Magnetic fields can be classified according to their source of creation, as follows:

  • Magnetic fields from a magnet. They are those that are created naturally by a magnet or magnetized metal, and that are a consequence of the movement of electrons around the atomic nucleus of said element and also on its own axis, in a spin known in physics as spin.
  • Magnetic fields from current. They are those generated by the displacement of the charges of an electric current, as in the case of electromagnets, in which an electric charge is circulated through a metallic material, thus achieving that it will imitate immediately and generate a field around it. These fields can also occur around high- voltage electrical devices , such as transformers.
  1. Intensity of a magnetic field

The intensity of the magnetic fields is a property that refers to two different forms of magnitude of the magnetic forces that act within it, and that are:

  • Magnetic excitation or field H. Understanding magnetism very similar to electricity, describes how intense the energy of the magnetic fields is in a specific and specific region of it. That is, it is determined according to the relationship of the field with its electrical sources.
  • Magnetic induction or field B. Considered by physicists as the authentic measurement of the strength of the magnetic field, it is determined by the amount of magnetic flux per unit area that occurs in a given region of the field. That is, it is determined based on the effects that the field produces on its loads.
  1. Direction of a magnetic field

Magnet - compass
The closer you are to the magnetic source, the more your direction will be determined.
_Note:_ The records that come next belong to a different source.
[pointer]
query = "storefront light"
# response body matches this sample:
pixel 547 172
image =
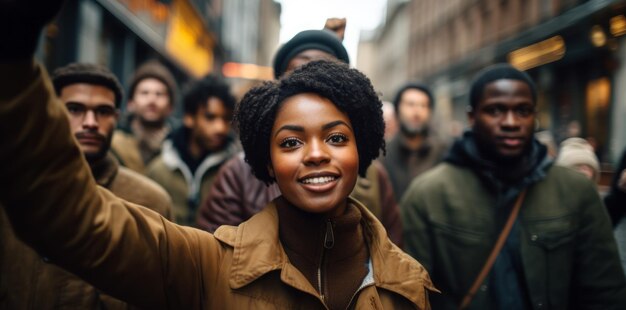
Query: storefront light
pixel 618 25
pixel 598 38
pixel 538 54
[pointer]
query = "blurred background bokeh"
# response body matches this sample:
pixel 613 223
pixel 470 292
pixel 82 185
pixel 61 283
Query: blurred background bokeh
pixel 574 49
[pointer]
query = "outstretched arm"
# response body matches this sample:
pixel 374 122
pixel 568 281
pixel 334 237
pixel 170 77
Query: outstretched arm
pixel 55 206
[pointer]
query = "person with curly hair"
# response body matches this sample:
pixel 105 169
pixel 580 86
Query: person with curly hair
pixel 193 153
pixel 314 247
pixel 236 195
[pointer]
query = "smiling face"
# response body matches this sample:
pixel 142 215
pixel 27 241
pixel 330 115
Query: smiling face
pixel 504 119
pixel 314 156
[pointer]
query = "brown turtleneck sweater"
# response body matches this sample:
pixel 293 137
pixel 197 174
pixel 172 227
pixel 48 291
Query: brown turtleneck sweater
pixel 334 246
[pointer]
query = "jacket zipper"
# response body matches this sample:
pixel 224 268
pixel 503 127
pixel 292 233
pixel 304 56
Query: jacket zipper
pixel 329 242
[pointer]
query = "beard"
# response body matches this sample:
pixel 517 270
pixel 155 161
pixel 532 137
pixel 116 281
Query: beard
pixel 102 152
pixel 413 130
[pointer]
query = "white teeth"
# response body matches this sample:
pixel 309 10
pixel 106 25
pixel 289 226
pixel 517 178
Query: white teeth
pixel 319 180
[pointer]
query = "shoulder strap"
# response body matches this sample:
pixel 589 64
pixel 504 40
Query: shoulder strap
pixel 467 299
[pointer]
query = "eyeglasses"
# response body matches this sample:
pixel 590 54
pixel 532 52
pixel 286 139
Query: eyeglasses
pixel 100 112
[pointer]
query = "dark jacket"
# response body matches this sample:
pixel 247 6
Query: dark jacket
pixel 236 195
pixel 29 281
pixel 561 250
pixel 135 254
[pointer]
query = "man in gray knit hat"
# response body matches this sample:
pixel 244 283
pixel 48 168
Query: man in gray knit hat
pixel 91 94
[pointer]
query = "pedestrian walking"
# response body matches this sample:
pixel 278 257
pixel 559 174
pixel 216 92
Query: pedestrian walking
pixel 498 226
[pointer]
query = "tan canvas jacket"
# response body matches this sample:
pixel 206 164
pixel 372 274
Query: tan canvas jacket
pixel 134 253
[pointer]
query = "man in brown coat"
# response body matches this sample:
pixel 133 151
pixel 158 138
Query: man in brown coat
pixel 91 95
pixel 134 253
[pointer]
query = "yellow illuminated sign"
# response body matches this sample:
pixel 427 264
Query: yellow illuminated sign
pixel 247 71
pixel 188 41
pixel 618 25
pixel 538 54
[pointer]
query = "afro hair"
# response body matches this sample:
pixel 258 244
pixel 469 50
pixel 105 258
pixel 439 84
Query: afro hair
pixel 348 89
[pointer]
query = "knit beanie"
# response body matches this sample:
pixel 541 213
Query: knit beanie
pixel 502 71
pixel 418 86
pixel 155 70
pixel 577 151
pixel 322 40
pixel 87 73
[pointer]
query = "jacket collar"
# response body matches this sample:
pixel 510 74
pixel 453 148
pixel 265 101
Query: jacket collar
pixel 104 170
pixel 257 251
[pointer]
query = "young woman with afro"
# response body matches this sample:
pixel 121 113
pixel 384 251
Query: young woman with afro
pixel 314 247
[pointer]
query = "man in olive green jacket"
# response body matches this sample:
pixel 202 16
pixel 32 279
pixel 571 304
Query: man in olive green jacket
pixel 560 253
pixel 134 253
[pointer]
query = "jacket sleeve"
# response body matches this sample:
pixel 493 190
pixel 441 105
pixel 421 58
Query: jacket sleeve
pixel 417 239
pixel 56 207
pixel 390 210
pixel 599 281
pixel 615 201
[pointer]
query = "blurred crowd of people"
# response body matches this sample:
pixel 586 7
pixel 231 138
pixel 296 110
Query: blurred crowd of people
pixel 500 217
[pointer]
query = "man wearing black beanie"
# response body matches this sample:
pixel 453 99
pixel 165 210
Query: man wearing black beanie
pixel 415 148
pixel 236 195
pixel 498 196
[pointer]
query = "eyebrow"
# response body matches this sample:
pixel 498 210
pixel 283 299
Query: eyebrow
pixel 101 104
pixel 301 129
The direction of a magnetic field is described using lines of force or vectors , which are lines in charge of indicating the direction where the magnetic forces converge, or where they push a load that is subject to the magnetic field.

In this sense, the variables of magnetic excitation (H) or magnetic induction (B) of the intensity of a magnetic field are vectorial, since their values ​​change according to the proximity of the region of the studied field , with respect to the magnetic source or pole. In fewer words: the closer you are to the magnetic source, the more intense the effect will be and the more its direction will be determined.

  1. Earth’s magnetic field

Earth's magnetic field
The earth’s magnetic field deflects the impact of radiation from the sun.

Our planet has a natural and huge magnetic field , which is called the magnetosphere or geomagnetic field. It is a consequence of the constant movement of the ferromagnetic metals that compose it, such as iron and copper , mostly as a consequence of the terrestrial rotation .

This field plays very important roles in maintaining the world’s electrical balance , diverting the impact of radiation from the sun (the so-called solar wind) as well as rejecting other forms of electromagnetism from space, which could be harmful to life (such as cosmics rays).

To this enormous field react the compasses that we use for navigation , always indicating the north, and also the specialized senses of many migratory animals, which have thanks to it an innate sense of orientation that always takes them to the same region during specific periods of their lives.